# In this lesson, students describe, create, replicate, and extend patterns using websites and Unifix cubes

Subject:

Math

K

Title – What’s My Pattern?
By – Mrs. Barb
Primary Subject – Math
Grade Level – Kindergarten

Objectives:

Children will explore patterns on some internet sites, describe the patterns, make virtual patterns, and duplicate them with real unifix cubes. The computer environment provides a structure for success and for reflection on the idea of a repeating unit.

NCTM Standards: Algebra Pre-K-2

Illinois State Goal #8 Use Algebraic and analytical methods to identify and describe patterns.

Recognize, describe, create, replicate, and extend a variety of patterns including attribute, number, and geometric patterns using manipulatives, diagrams, and symbols.

Entering prerequisite knowledge:

This should not be the children’s first experience with patterning. They should patterning by doing prior to this lesson.
They can make rhythmic patterns by clapping, slapping, pounding, etc., make patterns in a line of boy, girl, boy; make movement patterns of standing, sitting, etc.

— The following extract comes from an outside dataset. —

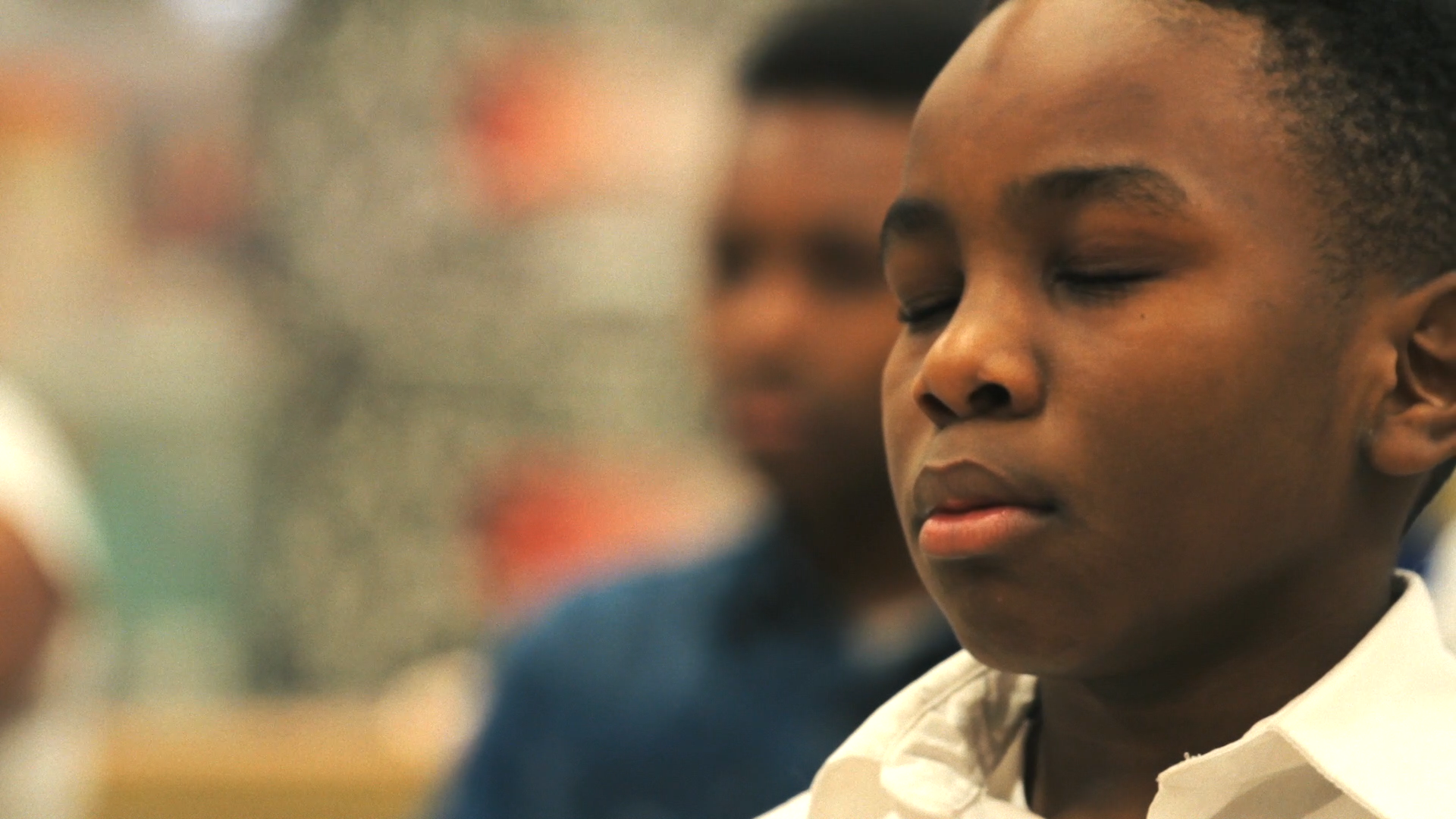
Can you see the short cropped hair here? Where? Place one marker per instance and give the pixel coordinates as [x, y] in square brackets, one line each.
[873, 52]
[1372, 86]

Materials: Computer with internet access, printer, unifix cubes.

Procedure:

1. Go to

http://www.nctm.org/standards/content.aspx?id=16909

Ask the students to describe the patterns made on this interactive site on figure 1a, 1b, and 1c.

Next, look at figure 2a.

Ask the children to describe this pattern and discuss how it is different from the patterns in figures 1a, 1b, and 1c.

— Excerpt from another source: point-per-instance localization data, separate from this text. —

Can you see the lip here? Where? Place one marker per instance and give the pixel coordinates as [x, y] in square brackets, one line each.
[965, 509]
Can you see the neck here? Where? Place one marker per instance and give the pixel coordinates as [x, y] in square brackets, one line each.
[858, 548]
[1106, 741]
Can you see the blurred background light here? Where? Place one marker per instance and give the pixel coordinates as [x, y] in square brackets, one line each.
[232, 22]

Make the same patterns with real unifix cubes.

2. With the teacher’s guidance the students will create virtual patterns using virtual connecting cubes and describe the various patterns they find or make on this web site:

http://www.nctm.org/standards/content.aspx?id=16909#applet
3. In regards to the above virtual pattern making excursion, children will answer the following questions with the teacher’s guidance:

How many colors are in your pattern?

How many colored squares are in one repetition?

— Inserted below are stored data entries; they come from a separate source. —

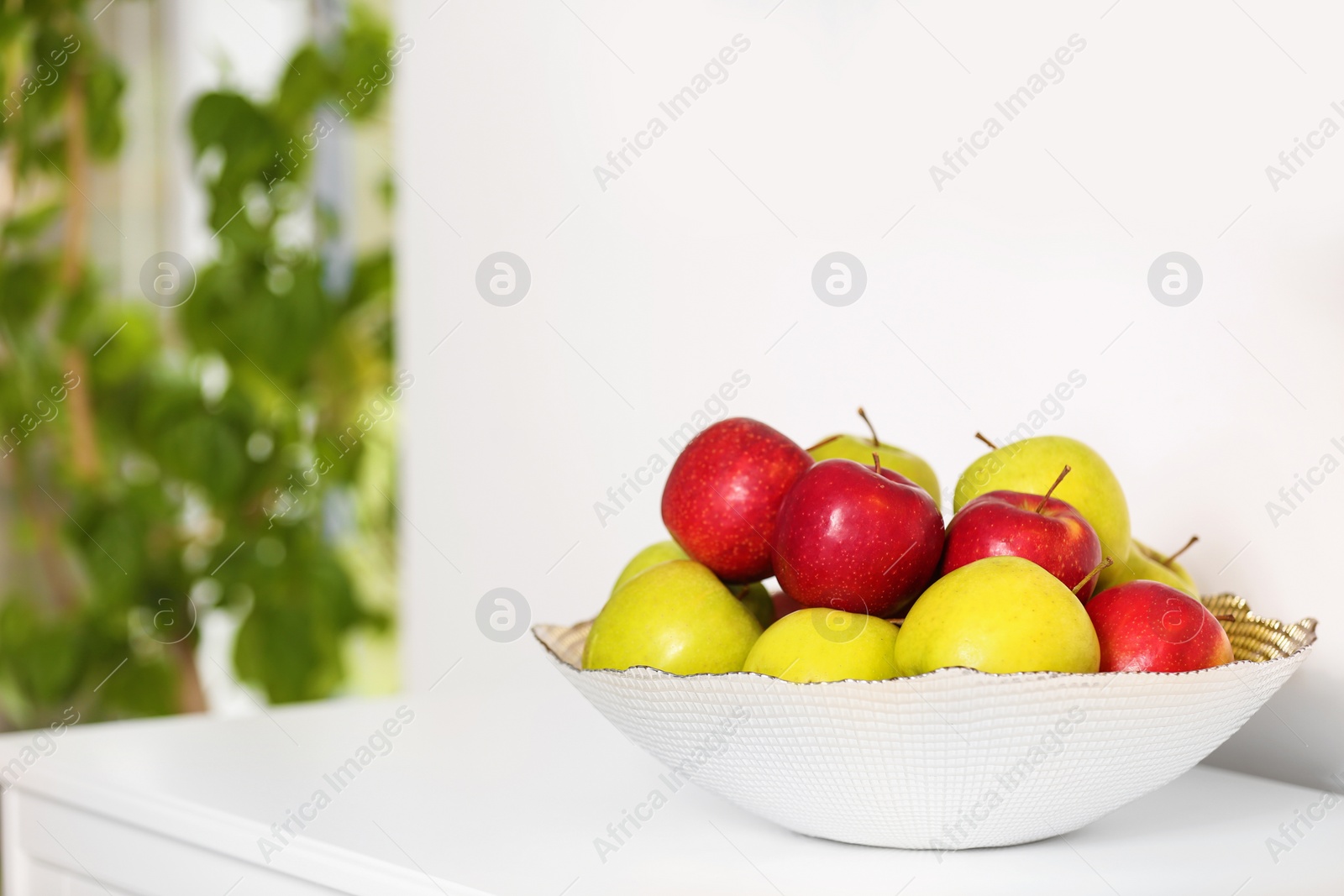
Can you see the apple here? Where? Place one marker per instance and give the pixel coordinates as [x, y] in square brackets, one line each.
[723, 495]
[826, 645]
[1146, 563]
[857, 537]
[1041, 528]
[676, 617]
[784, 605]
[756, 600]
[1149, 626]
[855, 448]
[998, 614]
[1032, 464]
[649, 557]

How many repetitions did you make in the whole figure?

How can you change your pattern without adding other colors?

4. Try making patterns with real unifix cubes.

Accommodations:

If a volunteer is available or teacher aid, the children can work in pairs with the aid to do the above activities.

If no aid or volunteer is available, this lesson can be done as a small group or whole group.

Outcome:

Children will be able to duplicate a given virtual or real unifix pattern with unifix cube manipulatives.

Children will describe a given virtual or real unifix pattern.

Children can extend the pattern.

Children will analyze how repeating patterns are generated.